Les familles monoparentales concentrent les risques. La décomposition Oaxaca-Blinder révèle que le facteur le plus puissant dans la hausse récente de la pauvreté (2017-2023) n’est ni un effet de composition ni un changement de structure démographique, mais l’aggravation massive du risque de pauvreté des familles monoparentales (+3,5 points par les coefficients). Ce résultat appelle des politiques ciblées sur ce type de ménage.
L’éradication de la pauvreté a un coût — mais il est supportable. Combler intégralement l’écart de pauvreté au seuil de 60 % de la médiane coûterait environ 33 milliards d’euros en 2023. C’est un montant conséquent, mais qui représente environ 1,2 % du PIB, ou 2 % de la dépense publique. L’éradication de la pauvreté à 50 % de la médiane serait nettement moins onéreuse, autour de 19 milliards.
Le coût de l’inaction augmente. C’est peut-être le résultat le plus important de cette analyse : en euros constants, le coût de l’éradication de la pauvreté a progressé de près de 45 % entre 2005 et 2023. Chaque année perdue rend le problème plus coûteux à résoudre. Le coût marginal par point d’intensité de pauvreté est passé de 750 millions à plus d’un milliard d’euros.
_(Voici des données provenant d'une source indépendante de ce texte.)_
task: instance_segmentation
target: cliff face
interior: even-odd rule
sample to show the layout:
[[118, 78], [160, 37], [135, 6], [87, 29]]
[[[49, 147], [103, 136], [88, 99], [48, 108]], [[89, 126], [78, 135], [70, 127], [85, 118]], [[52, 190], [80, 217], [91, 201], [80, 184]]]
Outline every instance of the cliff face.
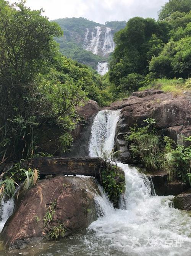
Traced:
[[110, 109], [121, 109], [115, 143], [117, 150], [122, 152], [120, 160], [127, 163], [133, 163], [134, 160], [124, 137], [134, 124], [141, 127], [144, 126], [144, 120], [153, 118], [161, 134], [178, 144], [183, 143], [179, 140], [181, 135], [191, 135], [191, 97], [189, 92], [175, 97], [159, 90], [135, 92], [124, 101], [112, 103]]

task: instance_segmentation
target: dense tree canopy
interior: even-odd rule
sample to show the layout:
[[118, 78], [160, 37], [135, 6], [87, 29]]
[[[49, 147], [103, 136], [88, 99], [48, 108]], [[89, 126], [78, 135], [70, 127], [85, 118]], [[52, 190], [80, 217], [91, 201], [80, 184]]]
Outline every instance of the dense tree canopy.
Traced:
[[136, 17], [115, 34], [109, 77], [118, 90], [135, 89], [129, 82], [131, 73], [138, 81], [140, 75], [149, 72], [153, 77], [188, 78], [191, 72], [191, 7], [190, 0], [170, 0], [159, 12], [159, 21]]
[[191, 10], [191, 0], [170, 0], [159, 12], [159, 20], [163, 20], [177, 11], [189, 13]]
[[76, 106], [87, 97], [104, 103], [100, 76], [59, 53], [61, 28], [42, 11], [0, 4], [0, 162], [29, 157], [56, 129], [57, 150], [65, 151]]

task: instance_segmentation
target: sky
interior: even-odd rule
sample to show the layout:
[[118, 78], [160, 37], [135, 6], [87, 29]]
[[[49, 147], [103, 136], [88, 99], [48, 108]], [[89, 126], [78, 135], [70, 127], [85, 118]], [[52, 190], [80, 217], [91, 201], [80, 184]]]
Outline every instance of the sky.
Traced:
[[[10, 0], [13, 3], [19, 0]], [[104, 24], [127, 21], [135, 16], [156, 19], [158, 12], [168, 0], [27, 0], [32, 9], [42, 8], [49, 20], [83, 17]]]

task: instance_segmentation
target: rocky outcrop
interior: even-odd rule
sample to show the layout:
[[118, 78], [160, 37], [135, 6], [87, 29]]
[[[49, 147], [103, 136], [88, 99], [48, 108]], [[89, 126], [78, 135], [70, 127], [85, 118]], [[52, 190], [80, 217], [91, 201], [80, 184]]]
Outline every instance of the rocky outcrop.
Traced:
[[76, 125], [72, 132], [74, 141], [70, 151], [62, 154], [66, 157], [84, 157], [88, 155], [88, 142], [94, 119], [99, 111], [97, 103], [90, 100], [77, 110], [77, 113], [81, 121]]
[[183, 210], [191, 210], [191, 188], [174, 197], [173, 204], [176, 208]]
[[[145, 125], [144, 120], [152, 117], [156, 121], [158, 129], [163, 135], [180, 141], [181, 135], [191, 135], [191, 97], [189, 94], [175, 97], [170, 93], [159, 90], [134, 92], [123, 101], [113, 102], [110, 109], [121, 109], [117, 126], [115, 144], [121, 150], [120, 160], [126, 163], [134, 161], [126, 145], [124, 136], [130, 127], [136, 124], [138, 127]], [[188, 142], [187, 142], [188, 143]]]
[[[97, 219], [94, 198], [99, 192], [94, 178], [61, 175], [40, 181], [39, 188], [42, 198], [36, 187], [20, 194], [14, 212], [1, 235], [7, 247], [23, 248], [43, 239], [51, 228], [61, 223], [66, 230], [65, 235], [68, 236], [87, 227]], [[44, 227], [50, 205], [54, 208], [52, 221], [49, 219], [49, 226], [46, 224]]]

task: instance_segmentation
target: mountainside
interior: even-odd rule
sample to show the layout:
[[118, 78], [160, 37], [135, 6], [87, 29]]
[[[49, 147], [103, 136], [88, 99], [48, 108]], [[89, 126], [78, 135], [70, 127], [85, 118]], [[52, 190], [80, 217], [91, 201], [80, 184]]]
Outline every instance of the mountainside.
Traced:
[[107, 60], [115, 48], [115, 33], [124, 28], [126, 21], [100, 24], [83, 18], [66, 18], [54, 21], [64, 32], [56, 41], [65, 55], [91, 66], [104, 74], [108, 71]]

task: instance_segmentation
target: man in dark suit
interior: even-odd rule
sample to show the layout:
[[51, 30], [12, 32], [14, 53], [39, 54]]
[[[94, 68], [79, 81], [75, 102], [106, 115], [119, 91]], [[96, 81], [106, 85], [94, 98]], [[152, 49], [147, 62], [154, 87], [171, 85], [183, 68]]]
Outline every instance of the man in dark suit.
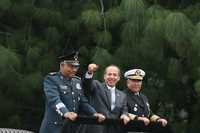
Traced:
[[172, 133], [166, 119], [153, 114], [148, 98], [141, 93], [142, 80], [145, 72], [141, 69], [132, 69], [124, 74], [127, 79], [128, 112], [131, 120], [143, 121], [144, 130], [153, 133]]
[[[127, 124], [128, 117], [126, 95], [116, 88], [120, 80], [120, 69], [115, 65], [106, 67], [104, 72], [104, 83], [98, 80], [91, 80], [98, 66], [90, 64], [83, 83], [84, 93], [90, 104], [97, 112], [102, 113], [106, 118], [121, 119]], [[122, 128], [114, 123], [111, 125], [86, 125], [84, 133], [121, 133]], [[83, 132], [83, 130], [82, 130]]]
[[[45, 114], [39, 133], [60, 133], [64, 120], [75, 120], [79, 110], [99, 121], [105, 119], [88, 104], [82, 93], [81, 80], [75, 76], [79, 68], [77, 53], [71, 51], [59, 59], [60, 71], [50, 73], [44, 79]], [[67, 131], [74, 133], [74, 130], [74, 126], [69, 126]]]

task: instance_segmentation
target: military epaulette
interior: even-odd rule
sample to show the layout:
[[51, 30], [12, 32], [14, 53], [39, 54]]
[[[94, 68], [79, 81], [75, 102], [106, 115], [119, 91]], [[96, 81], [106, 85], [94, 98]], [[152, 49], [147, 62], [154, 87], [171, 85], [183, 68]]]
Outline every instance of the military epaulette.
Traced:
[[56, 75], [58, 72], [50, 72], [49, 75], [54, 76]]
[[78, 76], [73, 76], [73, 78], [76, 78], [78, 80], [81, 80], [81, 77], [78, 77]]

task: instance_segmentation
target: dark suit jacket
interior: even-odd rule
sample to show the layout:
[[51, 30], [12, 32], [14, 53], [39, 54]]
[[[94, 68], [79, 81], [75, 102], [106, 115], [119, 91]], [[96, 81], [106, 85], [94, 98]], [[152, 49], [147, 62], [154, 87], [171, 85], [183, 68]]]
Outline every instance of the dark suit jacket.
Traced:
[[[127, 114], [127, 99], [126, 95], [116, 89], [115, 108], [111, 110], [111, 94], [105, 83], [97, 80], [84, 79], [83, 89], [88, 97], [90, 104], [99, 113], [102, 113], [107, 118], [119, 118], [122, 114]], [[82, 133], [121, 133], [122, 129], [119, 125], [108, 126], [86, 126]]]

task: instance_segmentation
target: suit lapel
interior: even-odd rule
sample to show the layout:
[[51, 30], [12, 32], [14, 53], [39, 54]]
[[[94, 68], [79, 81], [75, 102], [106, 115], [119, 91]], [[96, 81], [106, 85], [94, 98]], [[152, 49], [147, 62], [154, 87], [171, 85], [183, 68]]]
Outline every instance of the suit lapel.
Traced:
[[115, 89], [115, 107], [120, 105], [120, 101], [121, 101], [120, 93], [117, 89]]
[[106, 99], [106, 105], [109, 109], [111, 109], [111, 93], [110, 90], [108, 90], [107, 86], [104, 84], [104, 93], [105, 93], [105, 99]]

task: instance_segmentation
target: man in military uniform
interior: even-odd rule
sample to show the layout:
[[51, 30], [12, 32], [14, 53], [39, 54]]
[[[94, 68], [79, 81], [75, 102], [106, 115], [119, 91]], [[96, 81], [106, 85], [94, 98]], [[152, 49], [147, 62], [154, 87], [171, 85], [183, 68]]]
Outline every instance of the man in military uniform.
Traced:
[[[96, 116], [98, 121], [105, 119], [88, 104], [82, 94], [81, 80], [75, 76], [79, 68], [77, 52], [69, 52], [59, 57], [59, 60], [60, 71], [50, 73], [44, 79], [46, 105], [39, 133], [60, 133], [64, 120], [74, 121], [80, 110]], [[69, 127], [68, 132], [74, 133], [73, 126]]]
[[142, 80], [145, 72], [141, 69], [132, 69], [124, 74], [127, 79], [128, 112], [131, 120], [144, 122], [144, 129], [153, 133], [171, 133], [167, 120], [152, 113], [147, 97], [141, 93]]

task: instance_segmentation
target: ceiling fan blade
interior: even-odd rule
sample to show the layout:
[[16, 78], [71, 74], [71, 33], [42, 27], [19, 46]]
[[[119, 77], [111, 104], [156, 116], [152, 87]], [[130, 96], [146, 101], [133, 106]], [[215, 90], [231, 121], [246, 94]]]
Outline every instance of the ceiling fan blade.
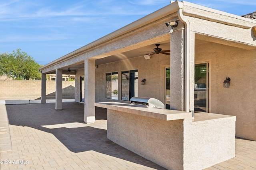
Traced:
[[170, 55], [170, 54], [169, 54], [169, 53], [165, 53], [165, 52], [162, 52], [162, 51], [161, 51], [161, 52], [160, 52], [160, 53], [161, 53], [161, 54], [165, 54], [165, 55]]
[[153, 49], [155, 53], [159, 53], [159, 51], [158, 51], [156, 49]]

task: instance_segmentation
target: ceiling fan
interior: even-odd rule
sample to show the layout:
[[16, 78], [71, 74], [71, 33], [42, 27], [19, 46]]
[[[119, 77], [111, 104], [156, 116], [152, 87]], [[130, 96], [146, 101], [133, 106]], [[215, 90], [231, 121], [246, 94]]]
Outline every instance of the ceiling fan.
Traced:
[[76, 71], [74, 71], [74, 70], [72, 70], [70, 69], [70, 67], [68, 68], [67, 70], [67, 71], [68, 71], [68, 72], [75, 72]]
[[163, 50], [162, 51], [162, 49], [158, 47], [160, 45], [159, 44], [156, 44], [156, 48], [155, 48], [153, 49], [153, 50], [154, 51], [140, 51], [140, 53], [154, 53], [153, 54], [151, 54], [151, 55], [153, 55], [155, 54], [163, 54], [166, 55], [170, 55], [170, 54], [166, 53], [166, 52], [170, 52], [170, 50]]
Plus on s’y prend tôt, moins cela coûte. L’inaction a un prix, et il augmente.
Source : INSEE, Enquête Revenus Fiscaux et Sociaux (ERFS), 2005-2023. Calculs OFCE.
Revenu avant redistribution : revenu disponible auquel on retranche les prestations sociales (allocations logement, prestations familiales, minima sociaux, RSA activité, prime d’activité) et auquel on ajoute les prélèvements directs (impôt sur le revenu, CSG, CRDS).
Décomposition macroéconomique : décomposition séquentielle du taux de pauvreté en écart par rapport à 2005, utilisant un seuil de pauvreté gelé (indexé sur l’IPC) et un repondération de la structure démographique (type de ménage × statut d’activité) sur la base de 2005.
Décomposition Oaxaca-Blinder : modèle logit pondéré au niveau individuel, comparant 2017 et 2023. Variables explicatives : âge (8 classes), sexe, statut d’immigration, diplôme (5 niveaux), nombre d’enfants, type de ménage, activité individuelle et activité du conjoint. Les contributions par modalité sont calculées à partir des effets marginaux moyens (AME).
Coût de l’éradication : somme pondérée des écarts entre le seuil de pauvreté et le niveau de vie, multipliée par le nombre d’unités de consommation de chaque ménage pauvre (poverty gap). Conversion en euros 2023 via l’indice des prix à la consommation (IPC, base 100 = 2015).